[BUG] Certain PDF files result in TextAbsorber getting trapped in an infinite Loop, eating up all the memory and finally crashing everything

We are using the TextAbsorber to extract text and index a large number of PDF files. There are a couple of files where everything will just hang up because TextAbsorber becomes stuck in an infinite loop.

Apparently it tries to read past the end of the stream, catches the exception an tries again - forever.

Since the exception is handled internally and never thrown I can’t handle it myself either.

The file itself seems to be fine, no PDF application has any complaints when opening it.

Can I somehow provide you with the PDF in question privately?

@WGAZTgmbh

It seems you are experiencing an issue with the TextAbsorber in Aspose.PDF, where it gets stuck in an infinite loop while processing certain PDF files. This can indeed be frustrating, especially when it leads to excessive memory consumption and crashes.

Unfortunately, the internal handling of exceptions in the TextAbsorber may prevent you from managing this situation directly in your code. However, here are a few suggestions that might help you troubleshoot or mitigate the issue:

  1. Update Aspose.PDF: Ensure that you are using the latest version of the Aspose.PDF library. Sometimes, bugs are fixed in newer releases, and updating might resolve the issue.
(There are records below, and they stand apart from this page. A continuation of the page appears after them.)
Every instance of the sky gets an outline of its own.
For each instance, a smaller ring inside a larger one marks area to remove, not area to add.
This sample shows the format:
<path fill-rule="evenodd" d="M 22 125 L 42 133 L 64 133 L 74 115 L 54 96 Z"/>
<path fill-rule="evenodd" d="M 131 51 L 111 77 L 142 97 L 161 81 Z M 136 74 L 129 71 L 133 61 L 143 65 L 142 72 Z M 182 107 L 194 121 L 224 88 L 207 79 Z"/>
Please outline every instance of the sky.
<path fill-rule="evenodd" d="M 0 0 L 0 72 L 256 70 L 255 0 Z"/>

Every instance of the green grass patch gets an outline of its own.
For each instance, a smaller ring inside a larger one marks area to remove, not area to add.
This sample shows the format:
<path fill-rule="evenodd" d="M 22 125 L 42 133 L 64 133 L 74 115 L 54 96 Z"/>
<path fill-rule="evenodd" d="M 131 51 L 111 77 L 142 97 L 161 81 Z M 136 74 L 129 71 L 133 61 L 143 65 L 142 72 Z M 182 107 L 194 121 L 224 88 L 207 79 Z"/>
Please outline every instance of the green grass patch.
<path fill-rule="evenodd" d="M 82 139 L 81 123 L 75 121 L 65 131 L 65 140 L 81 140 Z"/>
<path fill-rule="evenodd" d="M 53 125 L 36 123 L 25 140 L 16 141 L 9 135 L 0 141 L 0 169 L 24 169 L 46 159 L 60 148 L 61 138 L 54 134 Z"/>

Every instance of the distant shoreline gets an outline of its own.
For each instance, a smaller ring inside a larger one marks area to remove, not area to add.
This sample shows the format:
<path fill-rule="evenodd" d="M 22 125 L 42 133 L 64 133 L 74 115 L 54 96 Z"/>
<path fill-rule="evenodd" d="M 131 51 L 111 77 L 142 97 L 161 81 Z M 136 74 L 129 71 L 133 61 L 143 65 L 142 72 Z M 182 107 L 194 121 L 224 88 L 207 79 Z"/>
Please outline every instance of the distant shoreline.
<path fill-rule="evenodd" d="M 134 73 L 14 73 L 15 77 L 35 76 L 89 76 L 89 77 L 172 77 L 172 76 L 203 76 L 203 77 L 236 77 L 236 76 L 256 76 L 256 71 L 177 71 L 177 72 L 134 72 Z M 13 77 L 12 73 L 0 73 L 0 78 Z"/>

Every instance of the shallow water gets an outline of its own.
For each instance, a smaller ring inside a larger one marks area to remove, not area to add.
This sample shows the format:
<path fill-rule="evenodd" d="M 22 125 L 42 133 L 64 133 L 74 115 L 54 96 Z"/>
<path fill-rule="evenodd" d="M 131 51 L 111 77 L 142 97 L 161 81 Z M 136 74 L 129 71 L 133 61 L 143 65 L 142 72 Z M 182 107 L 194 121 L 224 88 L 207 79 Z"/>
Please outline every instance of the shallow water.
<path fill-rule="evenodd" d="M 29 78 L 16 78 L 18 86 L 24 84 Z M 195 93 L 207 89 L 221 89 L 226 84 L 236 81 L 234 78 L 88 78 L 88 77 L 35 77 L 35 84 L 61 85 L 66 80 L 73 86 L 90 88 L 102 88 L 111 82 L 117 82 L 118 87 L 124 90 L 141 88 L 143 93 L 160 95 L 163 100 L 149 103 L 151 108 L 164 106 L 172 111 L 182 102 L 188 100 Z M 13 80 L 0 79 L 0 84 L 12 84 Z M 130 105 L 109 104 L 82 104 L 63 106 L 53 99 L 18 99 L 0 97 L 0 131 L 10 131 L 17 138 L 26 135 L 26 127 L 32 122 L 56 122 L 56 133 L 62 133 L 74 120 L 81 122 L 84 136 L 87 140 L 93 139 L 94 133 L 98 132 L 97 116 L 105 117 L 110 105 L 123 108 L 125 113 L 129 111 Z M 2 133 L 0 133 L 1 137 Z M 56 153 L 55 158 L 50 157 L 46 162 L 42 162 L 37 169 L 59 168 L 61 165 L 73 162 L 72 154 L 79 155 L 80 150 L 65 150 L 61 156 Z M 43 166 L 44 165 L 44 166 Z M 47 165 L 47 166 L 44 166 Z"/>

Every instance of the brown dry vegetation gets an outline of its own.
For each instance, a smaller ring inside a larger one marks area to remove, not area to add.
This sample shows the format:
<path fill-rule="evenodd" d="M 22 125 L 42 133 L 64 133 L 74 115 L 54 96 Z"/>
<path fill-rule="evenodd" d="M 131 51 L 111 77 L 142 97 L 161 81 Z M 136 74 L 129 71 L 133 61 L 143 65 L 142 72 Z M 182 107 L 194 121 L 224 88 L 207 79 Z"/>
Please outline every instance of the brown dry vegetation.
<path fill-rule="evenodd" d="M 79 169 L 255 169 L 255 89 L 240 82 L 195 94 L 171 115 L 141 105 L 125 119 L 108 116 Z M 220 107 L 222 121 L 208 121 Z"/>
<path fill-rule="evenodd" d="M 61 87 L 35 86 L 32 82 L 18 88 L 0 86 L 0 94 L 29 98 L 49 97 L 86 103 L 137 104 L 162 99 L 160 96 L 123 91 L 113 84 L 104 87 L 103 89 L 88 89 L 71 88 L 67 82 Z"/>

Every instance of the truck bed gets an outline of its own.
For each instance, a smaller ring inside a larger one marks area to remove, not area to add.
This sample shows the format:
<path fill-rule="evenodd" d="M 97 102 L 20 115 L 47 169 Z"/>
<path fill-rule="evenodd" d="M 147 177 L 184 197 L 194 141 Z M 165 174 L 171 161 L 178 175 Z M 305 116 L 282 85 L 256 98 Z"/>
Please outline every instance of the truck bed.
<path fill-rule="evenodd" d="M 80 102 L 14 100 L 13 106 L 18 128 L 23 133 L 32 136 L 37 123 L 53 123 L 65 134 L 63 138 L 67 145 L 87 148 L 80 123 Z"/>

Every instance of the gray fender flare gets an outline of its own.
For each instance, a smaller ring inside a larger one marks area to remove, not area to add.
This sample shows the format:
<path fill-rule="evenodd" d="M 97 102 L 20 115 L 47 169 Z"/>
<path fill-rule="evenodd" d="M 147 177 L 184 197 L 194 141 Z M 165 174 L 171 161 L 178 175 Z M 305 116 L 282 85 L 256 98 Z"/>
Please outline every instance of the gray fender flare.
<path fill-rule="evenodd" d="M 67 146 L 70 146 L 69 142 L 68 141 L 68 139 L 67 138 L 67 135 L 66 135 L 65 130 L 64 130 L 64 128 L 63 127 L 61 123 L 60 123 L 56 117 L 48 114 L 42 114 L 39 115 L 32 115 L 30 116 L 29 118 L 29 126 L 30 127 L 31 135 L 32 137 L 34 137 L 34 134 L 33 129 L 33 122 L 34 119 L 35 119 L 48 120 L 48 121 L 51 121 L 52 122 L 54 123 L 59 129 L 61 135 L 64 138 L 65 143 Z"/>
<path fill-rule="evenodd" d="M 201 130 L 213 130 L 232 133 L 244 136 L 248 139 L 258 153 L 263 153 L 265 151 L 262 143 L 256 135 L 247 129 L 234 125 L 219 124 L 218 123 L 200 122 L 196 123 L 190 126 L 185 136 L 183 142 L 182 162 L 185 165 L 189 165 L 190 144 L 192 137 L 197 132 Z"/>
  2. Test with Different Options: If you haven’t already, try using different constructors of the TextFragmentAbsorber. For example, you can initialize it with specific text search options or edit options to see if that changes the behavior.

  3. Isolate the Problematic PDF: If possible, try to isolate the specific PDF files that cause the issue. This can help in reporting the bug to Aspose support, as they may need to analyze the file to understand why the TextAbsorber is failing.

  4. Contact Support: Since you mentioned the possibility of providing the PDF file privately, consider reaching out to Aspose’s support team directly. They may have more tools at their disposal to diagnose the issue and provide a fix or workaround.

  5. Review Documentation: Check the official documentation for any notes on known issues or limitations with the TextFragmentAbsorber. This might provide insights into how to avoid such situations.

If you continue to face this issue, I recommend sharing your findings with the Aspose community or support team, as they may have encountered similar reports and could offer a more tailored solution.

If you have any further questions or need additional assistance, feel free to ask!